Broomstick wrote:I am saying that instead of making a conscious effort of encouraging reform voices in Japanese society the USA did nothing. That is one of the reasons why Japan is still ass-backwards instead of approaching a modern society.
Right. The US had just fought Japan from Hawaii to the home islands after 5 bloody, vicious years of fighting the LAST thing they wanted in Japan was any sort of dissenting voice even if that was for "reform" because what the US wanted most from Japan was
stability. Peace and quiet. What motivation did the US have to do anything more than what was required to keep Japan peaceful and rebuilding to become self-sufficient again?
The less we fucked with their culture the less motivation there would be to rebel. We didn't want Japan rebelling, especially as they started to recover. This, after all, was a nation that had planned to have old men, women, and children meet fully armed Marines at the beaches and fight them with, essentially, pointy sticks. Keeping Japan cooperative was a big deal, even if that meant some morally unpleasant choices.
I not arguing that it was morally right to keep Hirohito alive and as Emperor, I'm saying there was a cold logic to the decision. We put off the visceral gratification of killing an enemy for the cause of keeping the peace and preventing more death and destruction. Well, hell, maybe if we had done that with Iraq there's be a half million fewer graves it the world and Baghdad wouldn't be on the verge of being over-run (again) today.
Thanas wrote:Dominus Atheos wrote:The way America treated women in the 1940s? That is pretty close to the way Japanese women are treated now.
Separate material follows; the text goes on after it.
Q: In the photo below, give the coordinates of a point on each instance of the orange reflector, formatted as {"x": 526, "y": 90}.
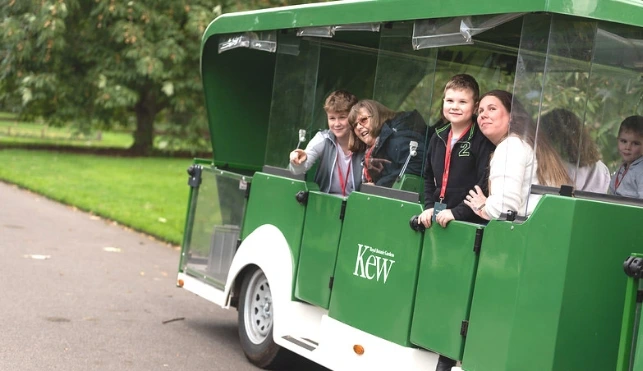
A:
{"x": 358, "y": 349}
And this is after probably as much progress as the US, so you can imagine how bad it was then.
Thank you. You're so far one of the only one who actually understands what I am saying.
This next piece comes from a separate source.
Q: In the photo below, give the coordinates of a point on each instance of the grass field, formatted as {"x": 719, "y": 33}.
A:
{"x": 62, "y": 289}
I understand what you are saying but I think you're wrong on several points. You're trying to apply a 21st Century perspective to men from the 1940's. I should sit you down with my dad to let him tell you how his perspective has changed since then. Even people born, raised, and young adults in the 1940's don't have many of those mindsets anymore.
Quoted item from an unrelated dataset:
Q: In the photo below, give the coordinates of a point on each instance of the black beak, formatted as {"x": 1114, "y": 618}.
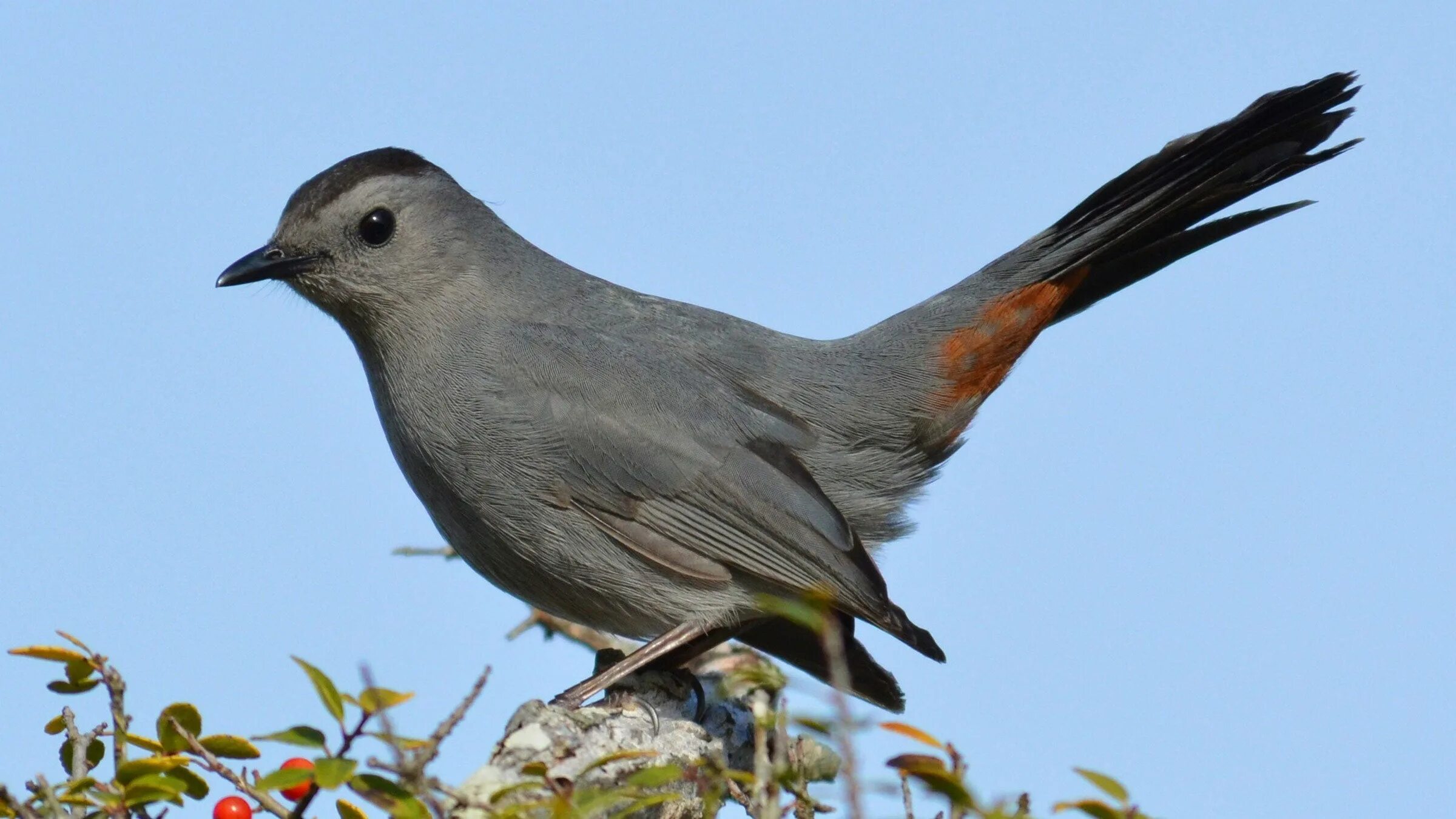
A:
{"x": 264, "y": 263}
Stas Bush wrote:Broomstick raised an important objection: why would a society with a similar set of misogynist social norms encourage reform? There is no reason for it to do so. In fact, since it cannot see what is wrong, it cannot correct it.
^ This. Men in the 1940's, by and large, could not see that as a problem, it just didn't exist, so they would never correct it.
One thing that did change was MacArthur's new constitution for Japan giving women the vote - but then, women had the vote in the US by that time as well, so yes, he was capable of making changes... where he could see them. By that time it was largely self-evident to most American men that giving the vote to women was the right thing to do, so it was done. Giving them equal status in employment, though? Or political office? Not going to happen at that time period. The US didn't do jack for for the Ainu, either, or non-Japanese minorities living in Japan (some brought there unwillingly during the war) because they simply didn't see the problem. You can't fix what is invisible to you. If at that time the majority of the US couldn't see anything amiss with Jim Crow laws why on Earth would they fix the Japanese equivalent? If American women were still, in many ways, second class citizens by reason of gender why would American men see a reason to make Japanese women equal to Japanese men?